4. L’accoglimento del secondo motivo di ricorso comporta l’assorbimento del quarto (avente ad oggetto la rideterminazione del tributo e le sanzioni, che sono travolte dall’accoglimento del secondo motivo), mentre il quinto è stato rigettato.
5. In conclusione, rigettati o assorbiti gli altri motivi, va accolto il secondo motivo di ricorso in applicazione del seguente principio di diritto: in tema di imposta comunale sugli immobili, l’agevolazione prevista dall’art. 2, comma 5, del d.l. n. 16 del 1993, convertito in l. n. 75 del 1993, per gli immobili dichiarati di interesse storico o artistico, ai sensi dell’art. 3 della l. n. 1089 del 1939, perseguendo l’obiettivo di venire incontro alle maggiori spese di manutenzione e conservazione che i proprietari sono tenuti ad affrontare per preservare le caratteristiche degli immobili vincolati, si applica sull’intero immobile anche nel caso in cui l’interesse riguardi solo una porzione dell’immobile, in quanto anche in quest’ultima ipotesi gravano a carico del proprietario gli oneri di conservazione citati.

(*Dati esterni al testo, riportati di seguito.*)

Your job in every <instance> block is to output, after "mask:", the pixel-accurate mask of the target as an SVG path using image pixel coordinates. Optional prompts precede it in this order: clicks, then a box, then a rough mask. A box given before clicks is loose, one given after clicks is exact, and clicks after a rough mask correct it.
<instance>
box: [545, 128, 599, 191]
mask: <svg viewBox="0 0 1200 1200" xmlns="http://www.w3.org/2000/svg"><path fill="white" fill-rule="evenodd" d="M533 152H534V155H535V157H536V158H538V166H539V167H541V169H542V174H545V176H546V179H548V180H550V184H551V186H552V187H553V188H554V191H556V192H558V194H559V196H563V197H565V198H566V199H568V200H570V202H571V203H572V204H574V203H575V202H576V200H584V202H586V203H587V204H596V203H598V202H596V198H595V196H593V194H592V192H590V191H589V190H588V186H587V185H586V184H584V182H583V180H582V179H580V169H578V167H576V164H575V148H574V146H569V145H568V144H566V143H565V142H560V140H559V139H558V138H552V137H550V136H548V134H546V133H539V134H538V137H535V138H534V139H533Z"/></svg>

La sentenza impugnata deve, pertanto, essere cassata in ordine al motivo accolto e, non essendo necessari ulteriori accertamenti di fatto, la causa va decisa nel merito, con accoglimento dell’originario ricorso ed annullamento dell’atto impositivo, ferma restando la pretesa tributaria nei limiti del principio enunciato (e, cioè, con il riconoscimento dell’agevolazione sull’intero immobile).
Le spese dei gradi merito devono essere integralmente compensate, mentre quelle del giudizio di legittimità, liquidate come in dispositivo, seguono la soccombenza.

P.Q.M.

La Corte:
accoglie il secondo motivo di ricorso, rigettati, inammissibili o assorbiti gli altri, e cassa la sentenza impugnata in ordine al motivo accolto, decidendo la causa nel merito ed accogliendo il ricorso originario, con il riconoscimento dell’agevolazione richiesta per l’intero immobile;
dichiara integralmente compensate le spese di lite dei gradi di merito;
condanna il Comune al pagamento, in favore della ricorrente, delle spese del giudizio di legittimità, liquidate in Euro 4.000,00, oltre ad Euro 200,00 per esborsi ed oltre rimborso forfettario delle spese generali nella misura del 15% ed altri accessori di legge.
Così deciso in Roma, il 29 febbraio 2024.
Depositato in Cancelleria in data 8 marzo 2024.